Gas-powered electricity generation is also affected by gas supply restrictions, which threaten the stability of the power grid, the cabinet has said.
“Few people are aware that we are close to a blackout,” Economy Minister Lubomir Jahnatek told the same news conference. “Only a small malfunction ... and a blackout will affect a large part of Slovakia.”
The EU accession agreement, setting terms for Slovakia’s entry to the bloc in 2004, forced Bratislava to close another unit at the Soviet-designed Bohunice plant in 2006.
Leftist leader Fico had opposed the accession deal, agreed by the centre-right administration his government replaced two years ago, and reiterated on Saturday that the Bohunice facility met all safety standards.
“This unit was, and still is monitored by all major international institutions (active) in this area, and the reason for its closure was political,” he said.

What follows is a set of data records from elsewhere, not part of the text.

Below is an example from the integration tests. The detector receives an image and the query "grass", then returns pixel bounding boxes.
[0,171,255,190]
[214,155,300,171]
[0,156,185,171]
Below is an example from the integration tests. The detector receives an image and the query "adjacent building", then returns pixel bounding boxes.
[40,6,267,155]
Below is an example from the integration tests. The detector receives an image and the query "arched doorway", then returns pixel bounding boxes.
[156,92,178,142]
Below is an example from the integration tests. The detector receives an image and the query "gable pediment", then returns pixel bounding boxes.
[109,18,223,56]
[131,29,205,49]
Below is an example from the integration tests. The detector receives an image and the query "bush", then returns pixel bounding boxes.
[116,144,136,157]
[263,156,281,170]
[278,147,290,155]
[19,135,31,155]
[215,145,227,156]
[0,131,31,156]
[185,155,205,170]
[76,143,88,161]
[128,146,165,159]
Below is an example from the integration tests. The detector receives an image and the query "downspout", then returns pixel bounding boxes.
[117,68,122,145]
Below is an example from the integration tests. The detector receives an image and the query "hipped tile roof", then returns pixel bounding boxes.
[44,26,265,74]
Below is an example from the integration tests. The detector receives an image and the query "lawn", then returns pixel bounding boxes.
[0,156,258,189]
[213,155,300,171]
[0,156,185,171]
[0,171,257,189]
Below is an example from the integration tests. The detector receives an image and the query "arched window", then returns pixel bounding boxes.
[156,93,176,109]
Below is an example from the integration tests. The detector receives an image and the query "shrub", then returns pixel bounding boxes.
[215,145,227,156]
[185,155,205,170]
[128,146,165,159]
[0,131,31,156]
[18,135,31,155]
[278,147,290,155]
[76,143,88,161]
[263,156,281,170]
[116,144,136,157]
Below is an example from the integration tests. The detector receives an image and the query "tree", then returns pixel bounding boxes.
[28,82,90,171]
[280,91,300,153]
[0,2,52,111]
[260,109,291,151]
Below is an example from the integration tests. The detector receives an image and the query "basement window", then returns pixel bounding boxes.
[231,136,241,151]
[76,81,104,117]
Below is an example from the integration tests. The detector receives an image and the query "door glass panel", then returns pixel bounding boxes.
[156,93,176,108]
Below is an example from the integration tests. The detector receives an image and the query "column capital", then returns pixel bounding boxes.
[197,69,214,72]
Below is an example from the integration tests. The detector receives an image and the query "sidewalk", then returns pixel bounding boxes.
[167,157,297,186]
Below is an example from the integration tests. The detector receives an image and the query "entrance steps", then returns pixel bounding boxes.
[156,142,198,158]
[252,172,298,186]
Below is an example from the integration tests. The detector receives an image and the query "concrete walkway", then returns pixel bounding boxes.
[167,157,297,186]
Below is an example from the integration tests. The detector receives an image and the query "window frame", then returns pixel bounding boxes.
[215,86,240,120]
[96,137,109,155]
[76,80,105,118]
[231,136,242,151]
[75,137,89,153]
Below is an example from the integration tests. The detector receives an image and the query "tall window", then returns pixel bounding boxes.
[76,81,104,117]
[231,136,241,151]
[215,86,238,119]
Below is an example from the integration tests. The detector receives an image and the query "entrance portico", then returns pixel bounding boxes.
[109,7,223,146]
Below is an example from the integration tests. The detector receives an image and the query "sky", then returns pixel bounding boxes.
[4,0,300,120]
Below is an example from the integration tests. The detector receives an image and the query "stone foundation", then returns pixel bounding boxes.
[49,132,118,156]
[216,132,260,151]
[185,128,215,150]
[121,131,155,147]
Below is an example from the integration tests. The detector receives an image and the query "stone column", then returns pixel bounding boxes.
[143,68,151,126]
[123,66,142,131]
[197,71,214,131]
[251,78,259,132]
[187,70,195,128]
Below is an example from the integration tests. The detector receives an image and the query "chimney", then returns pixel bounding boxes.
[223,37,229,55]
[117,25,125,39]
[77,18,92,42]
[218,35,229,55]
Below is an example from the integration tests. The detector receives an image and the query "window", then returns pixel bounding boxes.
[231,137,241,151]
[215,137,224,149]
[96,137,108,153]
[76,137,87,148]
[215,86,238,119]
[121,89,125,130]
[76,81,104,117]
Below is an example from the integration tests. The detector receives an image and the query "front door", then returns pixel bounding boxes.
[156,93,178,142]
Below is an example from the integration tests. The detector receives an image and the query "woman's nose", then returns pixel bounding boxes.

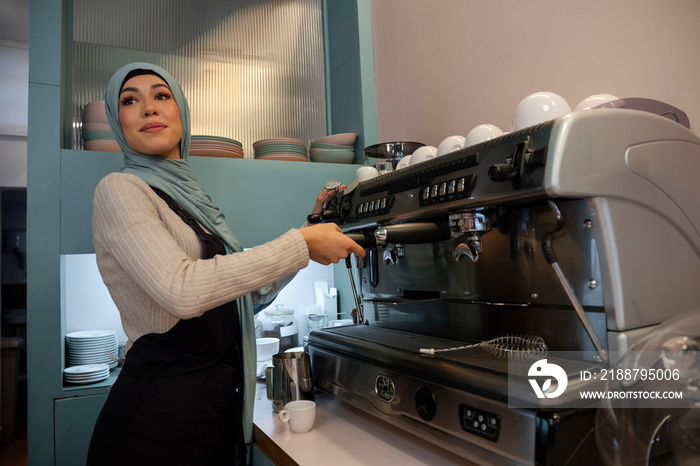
[143,102,158,116]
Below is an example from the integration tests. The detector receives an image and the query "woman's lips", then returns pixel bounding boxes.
[141,122,166,133]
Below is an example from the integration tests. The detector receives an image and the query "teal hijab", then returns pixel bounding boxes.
[105,62,256,443]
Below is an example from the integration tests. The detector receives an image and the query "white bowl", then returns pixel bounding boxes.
[409,146,437,165]
[513,92,571,131]
[328,319,354,327]
[437,136,466,157]
[255,338,280,362]
[396,155,411,170]
[464,124,503,147]
[311,133,357,146]
[355,165,379,182]
[574,94,619,110]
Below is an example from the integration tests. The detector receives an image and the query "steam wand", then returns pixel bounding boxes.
[542,199,608,362]
[345,256,365,324]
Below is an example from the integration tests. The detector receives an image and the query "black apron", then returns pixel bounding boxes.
[87,188,246,466]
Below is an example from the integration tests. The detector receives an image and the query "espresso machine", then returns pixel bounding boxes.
[308,109,700,465]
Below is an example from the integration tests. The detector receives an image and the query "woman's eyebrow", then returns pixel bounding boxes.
[119,83,170,94]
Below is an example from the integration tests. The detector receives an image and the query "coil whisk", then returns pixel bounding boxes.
[420,335,549,359]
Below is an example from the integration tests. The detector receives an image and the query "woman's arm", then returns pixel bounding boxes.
[93,173,309,318]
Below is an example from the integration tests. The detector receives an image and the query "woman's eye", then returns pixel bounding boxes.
[122,96,136,105]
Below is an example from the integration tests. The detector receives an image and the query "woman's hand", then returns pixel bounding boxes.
[299,223,365,265]
[311,184,345,214]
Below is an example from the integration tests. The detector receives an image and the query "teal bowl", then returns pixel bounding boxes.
[309,149,355,163]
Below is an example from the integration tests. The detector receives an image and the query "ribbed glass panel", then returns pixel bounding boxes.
[72,0,326,158]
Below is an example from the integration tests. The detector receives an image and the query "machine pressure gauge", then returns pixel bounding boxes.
[374,375,396,403]
[324,180,342,191]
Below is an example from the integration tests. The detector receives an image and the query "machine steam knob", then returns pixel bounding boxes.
[489,163,518,181]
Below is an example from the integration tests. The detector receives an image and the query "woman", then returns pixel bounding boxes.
[88,63,364,465]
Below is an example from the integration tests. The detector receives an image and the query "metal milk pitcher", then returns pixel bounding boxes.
[265,351,314,413]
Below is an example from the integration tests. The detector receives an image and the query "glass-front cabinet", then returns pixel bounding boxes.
[27,0,376,465]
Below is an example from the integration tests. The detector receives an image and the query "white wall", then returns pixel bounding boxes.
[372,0,700,146]
[0,40,29,188]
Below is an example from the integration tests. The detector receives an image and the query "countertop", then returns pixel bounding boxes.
[254,383,469,466]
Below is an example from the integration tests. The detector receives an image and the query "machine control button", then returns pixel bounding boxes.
[457,178,467,193]
[416,387,437,421]
[459,404,501,442]
[374,375,396,403]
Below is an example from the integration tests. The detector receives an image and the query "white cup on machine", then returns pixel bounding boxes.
[409,146,437,165]
[278,400,316,434]
[437,135,466,157]
[355,165,379,181]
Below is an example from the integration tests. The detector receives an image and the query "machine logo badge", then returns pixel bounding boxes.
[527,359,569,398]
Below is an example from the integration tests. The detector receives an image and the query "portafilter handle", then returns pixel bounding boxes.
[345,223,452,248]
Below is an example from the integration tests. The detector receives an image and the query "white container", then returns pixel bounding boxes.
[262,304,299,353]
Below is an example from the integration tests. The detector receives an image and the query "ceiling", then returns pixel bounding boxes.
[0,0,29,43]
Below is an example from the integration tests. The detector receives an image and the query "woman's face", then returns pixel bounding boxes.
[119,74,182,159]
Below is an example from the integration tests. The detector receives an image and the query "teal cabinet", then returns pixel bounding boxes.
[54,393,107,466]
[27,0,377,466]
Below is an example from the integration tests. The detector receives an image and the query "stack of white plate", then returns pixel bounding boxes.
[66,330,119,369]
[63,364,109,384]
[190,136,243,159]
[83,100,122,152]
[253,138,308,162]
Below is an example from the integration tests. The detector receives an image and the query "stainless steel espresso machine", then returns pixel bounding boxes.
[308,109,700,465]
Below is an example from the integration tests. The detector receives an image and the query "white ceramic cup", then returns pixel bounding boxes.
[255,338,280,362]
[355,165,379,181]
[278,400,316,434]
[409,146,437,165]
[574,94,619,110]
[396,155,411,170]
[437,136,466,157]
[513,92,571,131]
[464,124,503,147]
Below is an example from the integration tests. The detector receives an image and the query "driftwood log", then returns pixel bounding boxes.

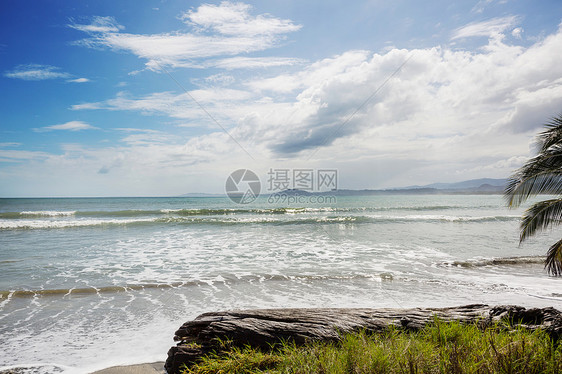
[165,304,562,374]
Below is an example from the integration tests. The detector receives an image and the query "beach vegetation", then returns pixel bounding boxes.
[183,321,562,374]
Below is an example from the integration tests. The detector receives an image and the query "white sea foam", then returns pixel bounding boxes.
[20,210,76,217]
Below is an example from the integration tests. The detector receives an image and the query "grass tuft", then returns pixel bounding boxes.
[184,321,562,374]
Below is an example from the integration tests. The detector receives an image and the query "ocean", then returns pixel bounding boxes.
[0,195,562,373]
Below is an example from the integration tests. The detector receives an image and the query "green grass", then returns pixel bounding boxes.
[180,322,562,374]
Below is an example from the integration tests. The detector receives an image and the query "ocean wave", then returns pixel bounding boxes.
[0,205,494,219]
[0,210,76,219]
[0,215,519,230]
[440,256,545,268]
[0,272,394,300]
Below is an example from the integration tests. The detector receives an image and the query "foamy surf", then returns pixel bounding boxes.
[0,196,560,372]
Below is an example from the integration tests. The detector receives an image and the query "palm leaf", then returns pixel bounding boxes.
[537,114,562,152]
[504,145,562,208]
[519,199,562,241]
[544,239,562,276]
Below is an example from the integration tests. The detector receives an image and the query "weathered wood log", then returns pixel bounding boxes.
[165,304,562,374]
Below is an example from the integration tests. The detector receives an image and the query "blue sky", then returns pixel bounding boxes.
[0,0,562,197]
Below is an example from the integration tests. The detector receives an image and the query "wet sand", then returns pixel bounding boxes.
[92,361,166,374]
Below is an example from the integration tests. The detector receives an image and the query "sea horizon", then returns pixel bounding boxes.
[0,195,562,373]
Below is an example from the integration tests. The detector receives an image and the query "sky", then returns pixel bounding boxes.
[0,0,562,197]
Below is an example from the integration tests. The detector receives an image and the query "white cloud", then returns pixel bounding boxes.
[6,15,562,195]
[68,16,125,33]
[451,16,519,40]
[180,1,301,37]
[67,78,90,83]
[4,64,71,81]
[70,2,300,71]
[33,121,98,132]
[511,27,523,39]
[209,57,306,70]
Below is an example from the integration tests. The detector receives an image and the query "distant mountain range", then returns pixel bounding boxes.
[400,178,507,190]
[276,178,507,196]
[180,178,507,197]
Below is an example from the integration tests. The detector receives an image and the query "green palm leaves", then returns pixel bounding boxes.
[505,114,562,276]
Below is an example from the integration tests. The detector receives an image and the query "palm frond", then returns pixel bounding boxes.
[504,144,562,208]
[544,239,562,276]
[519,199,562,241]
[537,113,562,152]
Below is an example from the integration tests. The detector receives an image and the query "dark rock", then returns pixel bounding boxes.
[166,304,562,374]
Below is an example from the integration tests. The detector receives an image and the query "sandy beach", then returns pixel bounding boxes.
[92,361,166,374]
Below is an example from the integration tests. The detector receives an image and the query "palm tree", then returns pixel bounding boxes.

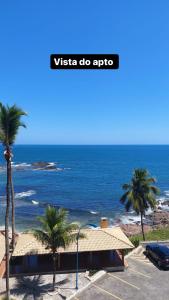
[120,169,159,240]
[0,103,26,299]
[33,206,84,290]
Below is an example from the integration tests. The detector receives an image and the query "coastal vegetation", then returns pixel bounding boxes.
[130,226,169,247]
[0,103,26,299]
[33,206,84,290]
[120,169,159,240]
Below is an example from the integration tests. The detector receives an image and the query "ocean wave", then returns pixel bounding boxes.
[15,190,36,199]
[12,162,31,168]
[32,200,39,205]
[90,210,98,215]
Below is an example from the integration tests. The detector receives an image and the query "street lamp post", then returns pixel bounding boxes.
[76,226,83,290]
[76,224,97,290]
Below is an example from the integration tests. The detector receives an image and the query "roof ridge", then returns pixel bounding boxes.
[101,227,131,246]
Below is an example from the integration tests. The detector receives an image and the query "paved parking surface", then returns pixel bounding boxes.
[74,251,169,300]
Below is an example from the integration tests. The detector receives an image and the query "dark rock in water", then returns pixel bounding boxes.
[32,161,57,170]
[161,200,169,206]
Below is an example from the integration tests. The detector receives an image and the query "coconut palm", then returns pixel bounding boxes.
[120,169,159,240]
[0,103,26,299]
[33,206,84,290]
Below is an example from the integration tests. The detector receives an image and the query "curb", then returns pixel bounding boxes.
[66,270,106,300]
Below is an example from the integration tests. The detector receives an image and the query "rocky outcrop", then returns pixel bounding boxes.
[120,224,151,237]
[32,161,57,170]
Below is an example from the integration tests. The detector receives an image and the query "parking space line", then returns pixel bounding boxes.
[129,268,152,278]
[108,274,140,290]
[92,283,123,300]
[130,257,153,266]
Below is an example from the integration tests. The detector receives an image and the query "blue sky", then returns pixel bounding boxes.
[0,0,169,144]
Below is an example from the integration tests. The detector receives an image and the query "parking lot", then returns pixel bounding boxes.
[73,248,169,300]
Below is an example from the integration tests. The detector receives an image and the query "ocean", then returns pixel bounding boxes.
[0,145,169,230]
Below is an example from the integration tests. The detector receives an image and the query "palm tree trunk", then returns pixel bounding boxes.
[53,252,56,291]
[5,160,10,300]
[141,212,145,241]
[10,161,15,250]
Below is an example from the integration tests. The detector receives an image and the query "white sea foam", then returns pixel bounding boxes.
[12,162,31,168]
[32,200,39,205]
[90,210,98,215]
[15,190,36,199]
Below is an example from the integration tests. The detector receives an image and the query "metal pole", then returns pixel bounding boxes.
[76,227,80,290]
[76,224,96,290]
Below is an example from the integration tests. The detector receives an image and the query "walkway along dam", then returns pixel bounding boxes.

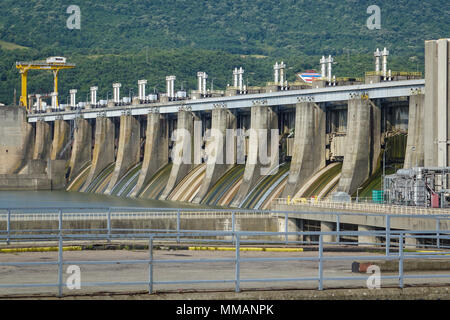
[0,39,450,209]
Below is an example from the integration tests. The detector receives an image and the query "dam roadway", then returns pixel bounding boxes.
[0,39,450,241]
[28,79,425,122]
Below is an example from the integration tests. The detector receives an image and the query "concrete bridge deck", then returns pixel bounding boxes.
[28,79,425,122]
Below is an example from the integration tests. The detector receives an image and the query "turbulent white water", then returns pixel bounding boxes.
[0,191,202,208]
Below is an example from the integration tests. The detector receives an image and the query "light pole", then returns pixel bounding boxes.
[356,187,362,203]
[411,146,418,168]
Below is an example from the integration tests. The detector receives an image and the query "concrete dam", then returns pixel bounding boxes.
[0,40,450,209]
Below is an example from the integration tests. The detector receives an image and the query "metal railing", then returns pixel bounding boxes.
[0,207,450,250]
[0,230,450,297]
[273,198,450,215]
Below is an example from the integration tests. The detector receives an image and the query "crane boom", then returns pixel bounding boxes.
[16,57,75,110]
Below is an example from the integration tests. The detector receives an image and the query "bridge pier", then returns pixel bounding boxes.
[404,94,425,169]
[50,120,70,160]
[193,108,236,203]
[283,102,326,198]
[358,225,377,247]
[338,97,381,195]
[33,121,52,160]
[105,115,141,194]
[231,105,279,207]
[320,221,336,242]
[69,118,92,181]
[80,117,115,192]
[278,218,304,241]
[131,113,169,197]
[159,110,201,200]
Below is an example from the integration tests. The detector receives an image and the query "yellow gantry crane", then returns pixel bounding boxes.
[16,57,75,110]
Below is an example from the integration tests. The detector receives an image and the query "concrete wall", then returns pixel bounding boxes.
[0,107,35,174]
[193,108,236,203]
[131,113,169,197]
[272,205,450,230]
[231,105,279,207]
[423,39,450,167]
[283,102,326,198]
[33,121,52,160]
[50,120,71,160]
[404,94,425,169]
[69,118,92,181]
[0,216,278,239]
[0,173,52,191]
[81,117,115,192]
[159,110,199,200]
[338,97,381,194]
[105,115,141,194]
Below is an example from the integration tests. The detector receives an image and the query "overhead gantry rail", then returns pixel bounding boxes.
[16,57,75,110]
[28,79,425,122]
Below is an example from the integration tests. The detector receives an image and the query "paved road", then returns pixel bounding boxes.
[0,250,450,296]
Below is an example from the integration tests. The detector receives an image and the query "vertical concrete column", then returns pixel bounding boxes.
[159,110,201,200]
[283,102,326,197]
[338,98,372,195]
[278,217,303,241]
[404,94,425,169]
[81,117,115,192]
[231,105,279,207]
[33,120,52,160]
[69,118,92,181]
[423,39,450,167]
[358,225,377,247]
[193,107,236,203]
[91,87,98,106]
[113,83,122,103]
[131,112,169,197]
[50,119,70,160]
[0,105,35,174]
[105,115,141,194]
[233,68,239,88]
[279,61,286,86]
[138,80,147,100]
[320,221,336,242]
[239,67,244,92]
[369,99,381,175]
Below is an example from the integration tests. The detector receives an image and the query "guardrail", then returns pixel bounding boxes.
[0,230,450,297]
[273,198,450,215]
[0,207,450,254]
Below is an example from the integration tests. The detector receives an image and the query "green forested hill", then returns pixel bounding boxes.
[0,0,450,103]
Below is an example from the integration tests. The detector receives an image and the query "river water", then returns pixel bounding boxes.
[0,191,202,208]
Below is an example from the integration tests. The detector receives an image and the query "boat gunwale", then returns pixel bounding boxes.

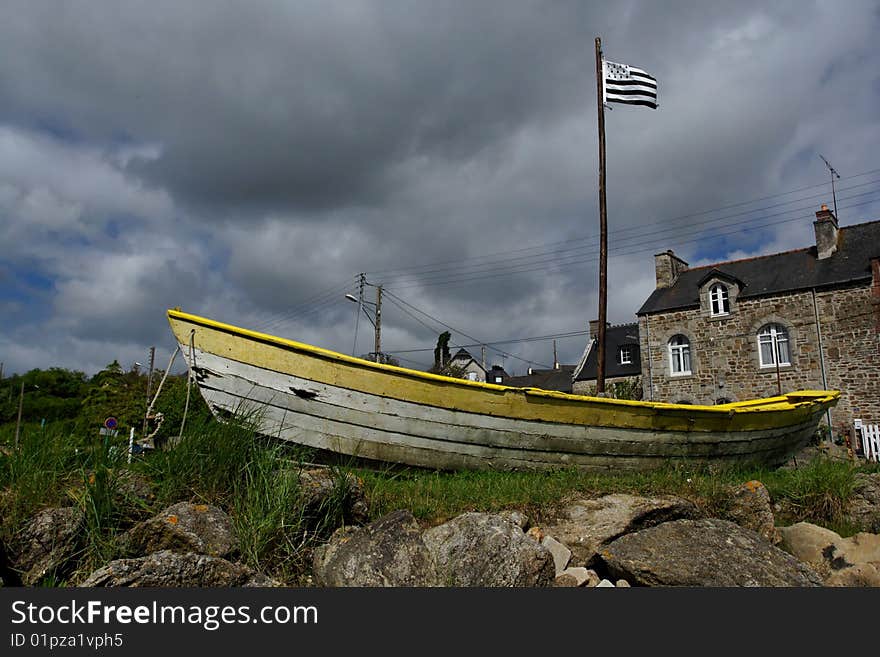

The gas dispute, which began when Russia and Ukraine could not agree on 2009 prices, has led to the worst ever disruption of Russian gas supplies to Europe and intensified calls for alternative energy sources.
The continent relies on Russia for a quarter of its supplies, and eighty percent of Russian gas to Europe is piped through Ukraine. Pipelines running through Slovakia move around 20 percent of EU gas consumption.
Slovakia’s southern neighbour, Hungary, which relies on Russia for around 70 percent of its gas, has also said it needs to consider whether to build new nuclear power generating capacity.
Fico said on Saturday he had informed European Commission President Jose Manuel Barroso and other EU members of Slovakia’s intention to reconnect Bohunice to the grid.
The European Commission, the EU’s executive arm, has said it will consider the matter if Slovakia wants to restart the Bohunice unit.